Rubén Darío
Patria,
carmen el amor...
Es la
víspera del día argentino.
Parisina
salta muy temprano del lecho; ríe, canta como un pájaro, va y viene; vuelca el
polvo de arroz; charla y se viste de modo que queda linda como una princesa;
sacude mi pereza soñolienta; heme ya despabilado; esto listo; me abotona los
guantes; al salir de la casa me pregunta, alegre y fresca:
–Raúl, ¿recuerdas los versos de Méndez sobre el 14 de julio?
–¿Cómo no los he de recordar? Son una música de estrofas, una bandada de
rimas, un orfeón de consonantes, con que el amor y la alegría celebran también
el día de la patria francesa. Así nosotros, ¡oh, Parisina!, Parisina parisiense
y argentina, celebraremos también la fiesta del sol de Mayo. Es el glorioso sol
que vieron brillar aquellos viejos augustos, aquellos jóvenes bizarros,
aquellos batalladores que primero pensaron en esta tierra, que la libertad era
una bella cosa. Es el sol hermoso del amor también, pues da luz jovial de la
primavera, el hogar de las rosas, el fuego acariciador y fecundador de la
tierra en el mejor tiempo del año.
¿En dónde
celebraríamos ese gran día sonoro de músicas y florecido de banderas? ¿Iríamos,
como los enamorados de Francia van a los dulces recodos del Sena, con nuestra
cesta del lunch, con nuestro vino, a gozar solos, en un rincón del bosque de
Palermo, o en la isla risueña que besa el arroyo de Maciel? O a recorrer las
calles de nuestra gran Buenos Aires, hirvientes de muchedumbres vestida de
fiesta, a oír las fanfarrias que pasan, a mirar la plaza de Mayo y su vieja
pirámide?
En
vacilaciones estamos, en la gran avenida. Parisina exclama:
–¡Mira qué jinete de penacho blanco!
Un
vigilante viene en su caballo, casqueado, ornado el casco de largas y blancas
crines. Tras él se adelanta una gran masa humana con banderas y estandartes, al
sonar de himnos y marchas: son los italianos. Son los italianos que saludan a
este pueblo de América que con ellos fraterniza, que les da sol y albergue, y
tierra y trabajo, y apretón de manos y abrazos cuando se nombra el triunfante
Garibaldi, o cuando se padece en Abbi-Garima.
La masa
humana se adelanta: los balcones se constelan de ojos de mujeres; las manos
blancas riegan flores, los hombres aplauden.
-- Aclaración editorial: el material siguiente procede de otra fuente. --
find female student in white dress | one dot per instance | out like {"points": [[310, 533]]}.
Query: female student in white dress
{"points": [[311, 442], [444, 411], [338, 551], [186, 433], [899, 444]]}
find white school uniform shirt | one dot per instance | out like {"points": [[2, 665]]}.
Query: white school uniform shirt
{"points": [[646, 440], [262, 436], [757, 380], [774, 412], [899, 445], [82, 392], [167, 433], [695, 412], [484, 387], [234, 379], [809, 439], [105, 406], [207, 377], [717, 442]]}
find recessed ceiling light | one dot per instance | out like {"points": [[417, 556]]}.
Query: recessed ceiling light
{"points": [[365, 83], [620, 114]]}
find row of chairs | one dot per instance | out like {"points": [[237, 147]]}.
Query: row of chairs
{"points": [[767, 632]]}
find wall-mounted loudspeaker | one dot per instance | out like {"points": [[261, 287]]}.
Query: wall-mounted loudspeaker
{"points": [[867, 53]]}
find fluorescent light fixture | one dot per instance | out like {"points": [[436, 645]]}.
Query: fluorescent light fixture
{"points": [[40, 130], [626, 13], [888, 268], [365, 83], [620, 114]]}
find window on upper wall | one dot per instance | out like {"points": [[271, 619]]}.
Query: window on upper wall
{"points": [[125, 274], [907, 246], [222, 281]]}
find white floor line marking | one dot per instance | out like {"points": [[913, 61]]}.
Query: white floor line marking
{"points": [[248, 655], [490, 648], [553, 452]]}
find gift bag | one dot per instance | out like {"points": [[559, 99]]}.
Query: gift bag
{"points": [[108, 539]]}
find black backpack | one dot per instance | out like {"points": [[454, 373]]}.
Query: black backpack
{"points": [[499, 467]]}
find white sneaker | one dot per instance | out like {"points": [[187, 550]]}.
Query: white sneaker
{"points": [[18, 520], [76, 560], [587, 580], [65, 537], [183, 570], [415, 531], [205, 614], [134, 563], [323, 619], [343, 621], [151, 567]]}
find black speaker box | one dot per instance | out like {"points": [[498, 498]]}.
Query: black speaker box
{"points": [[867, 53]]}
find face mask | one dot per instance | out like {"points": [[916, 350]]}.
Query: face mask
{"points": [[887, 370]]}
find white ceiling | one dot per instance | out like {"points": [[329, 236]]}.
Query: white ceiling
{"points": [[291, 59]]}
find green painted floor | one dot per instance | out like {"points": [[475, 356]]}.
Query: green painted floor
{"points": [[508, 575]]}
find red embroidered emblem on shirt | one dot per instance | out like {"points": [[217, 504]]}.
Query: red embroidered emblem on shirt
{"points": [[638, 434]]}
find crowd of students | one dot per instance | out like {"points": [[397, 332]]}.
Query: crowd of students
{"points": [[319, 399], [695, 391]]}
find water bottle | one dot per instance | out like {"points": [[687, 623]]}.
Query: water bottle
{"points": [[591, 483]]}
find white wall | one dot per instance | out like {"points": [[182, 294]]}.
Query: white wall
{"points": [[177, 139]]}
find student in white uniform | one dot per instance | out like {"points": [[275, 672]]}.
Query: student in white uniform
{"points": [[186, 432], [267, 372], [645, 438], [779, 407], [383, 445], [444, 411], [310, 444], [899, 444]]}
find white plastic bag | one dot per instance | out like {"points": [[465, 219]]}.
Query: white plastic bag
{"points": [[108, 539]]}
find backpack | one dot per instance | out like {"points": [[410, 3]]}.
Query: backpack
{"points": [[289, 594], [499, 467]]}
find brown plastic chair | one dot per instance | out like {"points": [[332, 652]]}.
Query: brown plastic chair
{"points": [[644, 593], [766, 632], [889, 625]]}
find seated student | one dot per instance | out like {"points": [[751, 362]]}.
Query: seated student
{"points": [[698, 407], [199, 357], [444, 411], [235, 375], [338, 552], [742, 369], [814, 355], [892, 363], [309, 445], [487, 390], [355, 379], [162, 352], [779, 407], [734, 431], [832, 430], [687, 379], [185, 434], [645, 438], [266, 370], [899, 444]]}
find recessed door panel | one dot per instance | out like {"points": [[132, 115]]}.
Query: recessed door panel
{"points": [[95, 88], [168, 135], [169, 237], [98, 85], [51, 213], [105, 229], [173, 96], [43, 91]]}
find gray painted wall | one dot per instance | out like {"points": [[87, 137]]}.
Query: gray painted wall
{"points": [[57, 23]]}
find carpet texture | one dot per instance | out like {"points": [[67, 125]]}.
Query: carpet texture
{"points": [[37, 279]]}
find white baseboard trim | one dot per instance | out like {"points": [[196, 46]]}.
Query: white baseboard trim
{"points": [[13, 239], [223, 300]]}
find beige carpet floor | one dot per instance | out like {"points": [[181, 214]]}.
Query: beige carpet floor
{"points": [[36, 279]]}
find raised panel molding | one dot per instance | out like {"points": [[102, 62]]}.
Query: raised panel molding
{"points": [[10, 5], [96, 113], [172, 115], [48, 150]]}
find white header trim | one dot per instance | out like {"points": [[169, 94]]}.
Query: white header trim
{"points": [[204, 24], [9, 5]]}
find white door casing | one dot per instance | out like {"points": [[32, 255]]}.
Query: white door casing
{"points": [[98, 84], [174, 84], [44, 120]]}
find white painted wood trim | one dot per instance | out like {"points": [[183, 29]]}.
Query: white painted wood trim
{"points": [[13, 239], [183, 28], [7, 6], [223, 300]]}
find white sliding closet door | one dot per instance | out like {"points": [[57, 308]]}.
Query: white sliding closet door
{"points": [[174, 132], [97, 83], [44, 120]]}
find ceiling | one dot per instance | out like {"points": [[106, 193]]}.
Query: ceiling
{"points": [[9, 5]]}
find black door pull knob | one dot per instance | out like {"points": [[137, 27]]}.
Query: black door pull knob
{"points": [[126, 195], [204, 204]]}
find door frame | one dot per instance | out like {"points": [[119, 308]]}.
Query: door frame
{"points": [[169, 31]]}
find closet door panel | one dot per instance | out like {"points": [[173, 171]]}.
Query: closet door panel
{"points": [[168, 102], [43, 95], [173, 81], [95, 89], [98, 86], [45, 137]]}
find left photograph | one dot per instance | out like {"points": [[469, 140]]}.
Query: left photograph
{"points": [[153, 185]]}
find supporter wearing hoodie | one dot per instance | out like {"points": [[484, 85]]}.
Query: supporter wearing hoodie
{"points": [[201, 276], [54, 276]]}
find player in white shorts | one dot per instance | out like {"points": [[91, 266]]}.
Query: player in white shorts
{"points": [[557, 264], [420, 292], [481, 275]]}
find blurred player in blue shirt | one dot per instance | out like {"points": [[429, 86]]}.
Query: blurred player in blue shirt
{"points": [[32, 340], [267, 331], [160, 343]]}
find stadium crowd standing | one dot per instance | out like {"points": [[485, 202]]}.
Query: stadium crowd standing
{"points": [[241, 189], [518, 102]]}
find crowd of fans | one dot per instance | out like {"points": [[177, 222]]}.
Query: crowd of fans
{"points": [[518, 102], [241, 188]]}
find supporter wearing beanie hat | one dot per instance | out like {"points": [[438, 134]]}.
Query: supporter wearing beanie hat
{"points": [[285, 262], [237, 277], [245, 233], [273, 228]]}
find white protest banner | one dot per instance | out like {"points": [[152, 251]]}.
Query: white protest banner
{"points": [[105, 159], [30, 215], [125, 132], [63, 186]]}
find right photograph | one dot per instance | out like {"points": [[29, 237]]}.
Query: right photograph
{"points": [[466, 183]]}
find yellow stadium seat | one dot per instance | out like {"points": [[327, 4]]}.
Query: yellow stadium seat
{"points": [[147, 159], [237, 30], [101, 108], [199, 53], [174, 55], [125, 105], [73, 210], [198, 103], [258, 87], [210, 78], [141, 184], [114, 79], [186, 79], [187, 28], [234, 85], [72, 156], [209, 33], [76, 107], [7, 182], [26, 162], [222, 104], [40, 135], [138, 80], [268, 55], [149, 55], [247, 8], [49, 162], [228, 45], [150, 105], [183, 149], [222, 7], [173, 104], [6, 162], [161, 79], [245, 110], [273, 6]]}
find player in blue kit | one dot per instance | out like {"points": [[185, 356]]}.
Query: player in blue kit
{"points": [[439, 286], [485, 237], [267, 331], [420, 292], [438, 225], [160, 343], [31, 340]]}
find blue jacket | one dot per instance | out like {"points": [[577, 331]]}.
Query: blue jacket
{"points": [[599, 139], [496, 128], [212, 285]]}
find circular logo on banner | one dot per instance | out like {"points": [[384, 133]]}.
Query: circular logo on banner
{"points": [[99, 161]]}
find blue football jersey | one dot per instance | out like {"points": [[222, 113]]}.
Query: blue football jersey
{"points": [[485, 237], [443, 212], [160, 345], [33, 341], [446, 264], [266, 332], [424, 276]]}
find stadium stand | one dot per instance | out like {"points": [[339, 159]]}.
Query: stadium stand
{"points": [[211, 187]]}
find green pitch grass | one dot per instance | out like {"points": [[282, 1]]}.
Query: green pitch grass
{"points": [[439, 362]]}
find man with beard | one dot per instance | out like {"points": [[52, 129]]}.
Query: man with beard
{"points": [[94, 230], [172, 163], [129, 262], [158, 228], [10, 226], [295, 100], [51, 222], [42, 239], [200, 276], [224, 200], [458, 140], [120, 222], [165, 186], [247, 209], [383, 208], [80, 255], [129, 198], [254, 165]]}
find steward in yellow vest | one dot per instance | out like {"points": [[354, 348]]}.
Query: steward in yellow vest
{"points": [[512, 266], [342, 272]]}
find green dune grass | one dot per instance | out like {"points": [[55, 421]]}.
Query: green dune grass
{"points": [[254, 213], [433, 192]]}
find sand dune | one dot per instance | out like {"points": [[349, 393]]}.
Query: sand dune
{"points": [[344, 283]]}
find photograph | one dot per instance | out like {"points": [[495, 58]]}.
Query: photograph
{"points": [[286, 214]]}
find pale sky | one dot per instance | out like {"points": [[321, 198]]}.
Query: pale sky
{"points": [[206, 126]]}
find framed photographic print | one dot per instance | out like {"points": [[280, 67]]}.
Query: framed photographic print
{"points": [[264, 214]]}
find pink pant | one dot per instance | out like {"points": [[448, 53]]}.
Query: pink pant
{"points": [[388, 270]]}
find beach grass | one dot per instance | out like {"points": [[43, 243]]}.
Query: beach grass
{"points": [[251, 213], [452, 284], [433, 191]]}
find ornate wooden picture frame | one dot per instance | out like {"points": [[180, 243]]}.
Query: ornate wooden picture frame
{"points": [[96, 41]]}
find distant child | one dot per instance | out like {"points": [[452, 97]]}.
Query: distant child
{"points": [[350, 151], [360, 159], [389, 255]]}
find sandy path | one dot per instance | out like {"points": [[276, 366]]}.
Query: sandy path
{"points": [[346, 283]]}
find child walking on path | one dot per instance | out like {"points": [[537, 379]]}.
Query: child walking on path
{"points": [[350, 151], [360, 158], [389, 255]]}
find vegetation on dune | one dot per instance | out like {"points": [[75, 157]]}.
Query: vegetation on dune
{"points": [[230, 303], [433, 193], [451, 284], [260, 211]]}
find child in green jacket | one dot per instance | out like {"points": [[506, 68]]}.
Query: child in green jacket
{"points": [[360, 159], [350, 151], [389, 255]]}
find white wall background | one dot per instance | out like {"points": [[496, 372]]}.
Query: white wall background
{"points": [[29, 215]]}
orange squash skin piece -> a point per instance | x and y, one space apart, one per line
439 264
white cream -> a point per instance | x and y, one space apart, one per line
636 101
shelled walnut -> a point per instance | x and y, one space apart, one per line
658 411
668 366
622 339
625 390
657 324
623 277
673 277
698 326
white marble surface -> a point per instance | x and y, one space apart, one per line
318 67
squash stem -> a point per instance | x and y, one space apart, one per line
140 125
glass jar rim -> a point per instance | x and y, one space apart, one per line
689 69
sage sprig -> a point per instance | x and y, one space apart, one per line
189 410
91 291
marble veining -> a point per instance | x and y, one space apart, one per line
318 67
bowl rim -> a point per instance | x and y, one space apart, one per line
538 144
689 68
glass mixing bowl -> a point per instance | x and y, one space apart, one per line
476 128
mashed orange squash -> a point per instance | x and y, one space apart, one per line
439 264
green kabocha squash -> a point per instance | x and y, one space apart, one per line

–¡Viva la República Argentina! ¡Viva Italia!
Parisina
me dice con voz armoniosa:
-Escucha:
¿qué es la patria? ¿Es el lugar en donde se nace? ¿El Lugar en donde se vive?
¿Es el
cielo y el suelo y la hierba y la flor que conoció la infancia? Te diré,
querido mío, que al son de los himnos yo tengo todas las patrias. Como esos
italianos son argentinos ahora, yo, parisiense, soy ahora argentina e italiana.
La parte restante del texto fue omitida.